A neural network’s primary advantage is that it can solve problems that are too complex for conventional technologies … problems that do not have an algorithmic solution, or for which an algorithmic solution is too complex to be defined.
What a Litigator NeedsIt seems that what litigators need, in order to truly automate the data mining process, is a tool with the same kind of pattern recognition capacity and the ability to learn ad hoc relationships that the human mind possesses.
Imagine being able to ask your search system to learn everything there is to know about George Bush. The system learns, on the fly, that he is sometimes called the President or “W”. More importantly, the system delivers those documents back to you even though the document does not refer to him as George Bush.
This type of natural intelligence is the next “holy grail” in search. It will be these types of technologies that allow attorneys to manage the ever-increasing volumes of data confronting them.
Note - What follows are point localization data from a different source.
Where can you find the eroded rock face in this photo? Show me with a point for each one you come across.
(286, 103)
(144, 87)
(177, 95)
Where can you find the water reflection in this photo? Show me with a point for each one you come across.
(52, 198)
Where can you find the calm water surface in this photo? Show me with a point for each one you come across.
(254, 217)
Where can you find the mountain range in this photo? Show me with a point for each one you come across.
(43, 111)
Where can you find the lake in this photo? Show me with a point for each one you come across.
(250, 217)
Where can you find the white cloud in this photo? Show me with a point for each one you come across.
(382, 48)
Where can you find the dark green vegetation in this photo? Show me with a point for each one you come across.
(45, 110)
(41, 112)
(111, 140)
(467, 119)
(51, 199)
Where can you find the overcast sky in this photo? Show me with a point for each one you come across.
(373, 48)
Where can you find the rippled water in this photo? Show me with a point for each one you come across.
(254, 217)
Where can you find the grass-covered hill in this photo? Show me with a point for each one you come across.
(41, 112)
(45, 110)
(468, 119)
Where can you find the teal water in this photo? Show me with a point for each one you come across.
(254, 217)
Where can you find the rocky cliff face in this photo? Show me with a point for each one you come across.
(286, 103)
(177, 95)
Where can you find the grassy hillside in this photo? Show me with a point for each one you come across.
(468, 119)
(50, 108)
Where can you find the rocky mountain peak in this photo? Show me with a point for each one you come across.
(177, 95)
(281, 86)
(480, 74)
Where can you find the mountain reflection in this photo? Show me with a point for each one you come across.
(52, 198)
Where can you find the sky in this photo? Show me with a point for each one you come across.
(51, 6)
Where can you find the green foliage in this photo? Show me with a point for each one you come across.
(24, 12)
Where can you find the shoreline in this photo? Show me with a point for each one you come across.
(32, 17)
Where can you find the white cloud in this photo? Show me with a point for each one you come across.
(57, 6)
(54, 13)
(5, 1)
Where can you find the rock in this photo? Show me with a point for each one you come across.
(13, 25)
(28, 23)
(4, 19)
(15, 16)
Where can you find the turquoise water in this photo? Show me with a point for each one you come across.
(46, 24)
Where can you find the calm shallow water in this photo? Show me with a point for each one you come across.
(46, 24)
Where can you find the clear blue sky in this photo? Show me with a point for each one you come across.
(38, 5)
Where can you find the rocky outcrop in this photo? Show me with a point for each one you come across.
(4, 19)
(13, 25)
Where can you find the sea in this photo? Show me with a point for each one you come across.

The promise of neural networks, coupled with pattern matching that is integrated into full text searching offers us the potential of artificial learning modeled on the human brain.
This translates into great benefits for attorneys. “With DolphinSearch, our legal assistants and attorneys can be more concerned with legal aspects of the case rather than reading each and every document and recording it,” Morehead concluded. “This enables our legal team to focus more on the details of the case and less on the details of the documents.”